Over the past year, Burlington police have come under scrutiny from concerned residents and elected officials for several use of force incidents.
Last week, the Vermont Attorney General’s Office announced they won’t press charges against Officer Cory Campbell for his use of force against Douglas Kilburn in March.
According to the report, less than one percent of incidents the department has responded to since 2012 have involved force.
“That’s not because people are getting more obedient”, said Chief Brandon del Pozo. “Our cops are getting better at being persuasive, using teamwork, letting people know the consequences and taking steps to forestall the use of force.”
The report shows that officers largely used physical force, and when a weapon was used, it was most likely to be pepper spray or a taser.
In a New York Times op-ed earlier this week, Chief del Pozo reflected on how officers view their firearms and the changes that need to be made.
“We tell officers that a knife or a shard of glass is always a lethal threat and that they should aggressively meet it with a lethal threat in return”, del Pozo wrote. “Doing so forecloses all of the better ways to communicate with a person in crisis.”
The chief said he understands the concern surrounding use of force incidents that have come to light via body cam video, but believes the report offers a bigger picture.
“What people fixate on, and perhaps emotionally rightfully so, is an incident where a police officer walks up to someone without saying a word and pushes them and that person gets hurt”, del Pozo said. “What we need to do is put that in the context of 200,000 incidents over six years that go on, for the most part, very successfully.”

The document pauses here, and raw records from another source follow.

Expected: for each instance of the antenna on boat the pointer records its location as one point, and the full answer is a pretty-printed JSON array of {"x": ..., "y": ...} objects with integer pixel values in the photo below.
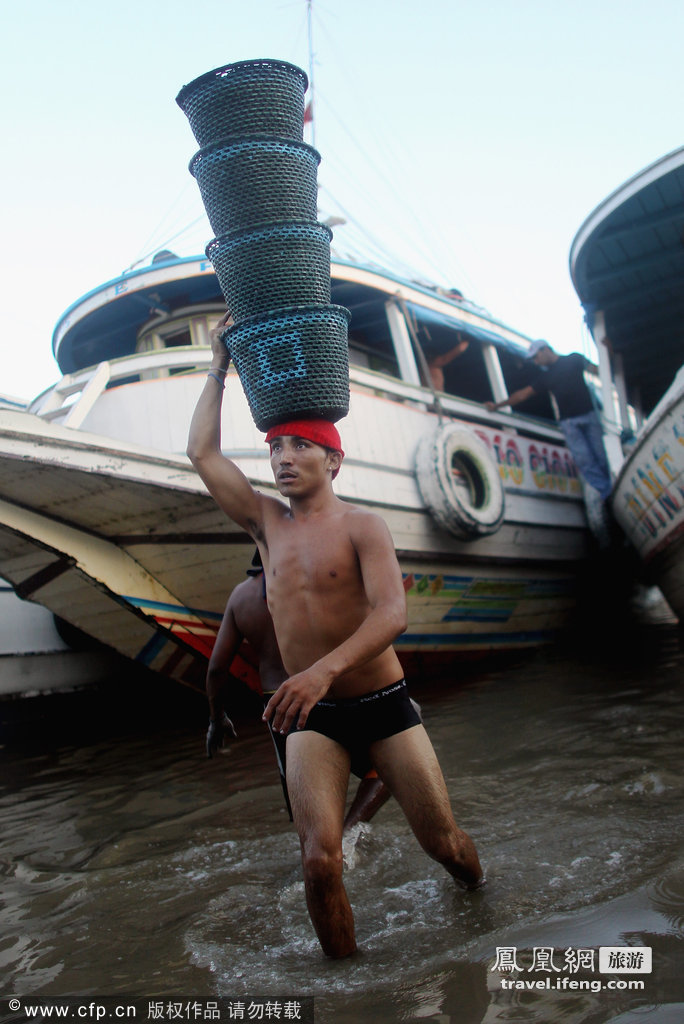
[{"x": 308, "y": 113}]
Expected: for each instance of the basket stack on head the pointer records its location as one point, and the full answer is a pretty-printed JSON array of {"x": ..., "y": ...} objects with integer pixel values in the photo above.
[{"x": 258, "y": 181}]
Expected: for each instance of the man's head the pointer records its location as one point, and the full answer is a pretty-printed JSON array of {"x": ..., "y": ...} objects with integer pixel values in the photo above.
[
  {"x": 541, "y": 353},
  {"x": 321, "y": 433}
]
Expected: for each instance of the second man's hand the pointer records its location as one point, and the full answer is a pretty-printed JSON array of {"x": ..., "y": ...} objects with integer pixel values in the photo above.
[{"x": 294, "y": 698}]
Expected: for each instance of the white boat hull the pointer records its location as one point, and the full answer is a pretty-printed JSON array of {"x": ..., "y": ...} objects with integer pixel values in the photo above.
[
  {"x": 125, "y": 543},
  {"x": 648, "y": 497}
]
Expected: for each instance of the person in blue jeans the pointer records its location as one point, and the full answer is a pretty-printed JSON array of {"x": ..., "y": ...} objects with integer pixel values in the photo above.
[{"x": 563, "y": 377}]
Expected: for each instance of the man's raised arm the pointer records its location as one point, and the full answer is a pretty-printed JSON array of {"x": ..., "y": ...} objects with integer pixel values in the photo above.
[{"x": 223, "y": 479}]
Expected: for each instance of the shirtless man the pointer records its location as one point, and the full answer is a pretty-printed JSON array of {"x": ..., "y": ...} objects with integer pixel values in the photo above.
[
  {"x": 247, "y": 617},
  {"x": 337, "y": 600}
]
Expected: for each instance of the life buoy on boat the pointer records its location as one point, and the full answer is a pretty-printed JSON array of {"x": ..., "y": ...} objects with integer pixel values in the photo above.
[{"x": 459, "y": 481}]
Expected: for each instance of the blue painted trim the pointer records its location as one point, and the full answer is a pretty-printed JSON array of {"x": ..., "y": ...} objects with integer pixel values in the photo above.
[
  {"x": 469, "y": 639},
  {"x": 152, "y": 648},
  {"x": 139, "y": 602}
]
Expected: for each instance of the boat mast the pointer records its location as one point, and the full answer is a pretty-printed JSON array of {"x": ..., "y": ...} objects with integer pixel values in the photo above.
[{"x": 309, "y": 24}]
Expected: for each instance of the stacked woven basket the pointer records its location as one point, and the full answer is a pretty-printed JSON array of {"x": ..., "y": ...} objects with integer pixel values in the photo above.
[{"x": 258, "y": 183}]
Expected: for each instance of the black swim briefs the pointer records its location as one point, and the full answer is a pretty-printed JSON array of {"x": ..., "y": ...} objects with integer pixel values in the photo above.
[{"x": 355, "y": 723}]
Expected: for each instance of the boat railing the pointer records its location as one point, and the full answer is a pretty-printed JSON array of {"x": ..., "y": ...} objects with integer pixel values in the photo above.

On March 11th, Officer Cory Campbell was called to UVM Medical Center for reports that Kilburn was acting irate while visiting his wife. An altercation resulted in Kilburn punching the officer, who then punched Kilburn three times. Kilburn was left with fractures to his jaw and skull. He was found dead a few days later.
A special committee established by the Burlington City Council to review police department policy is set to give their final recommendations at the end of the month. Chief del Pozo said if the committee took a look at the report, they’d “have to agree” that the department is “striving for perfection and being honest”.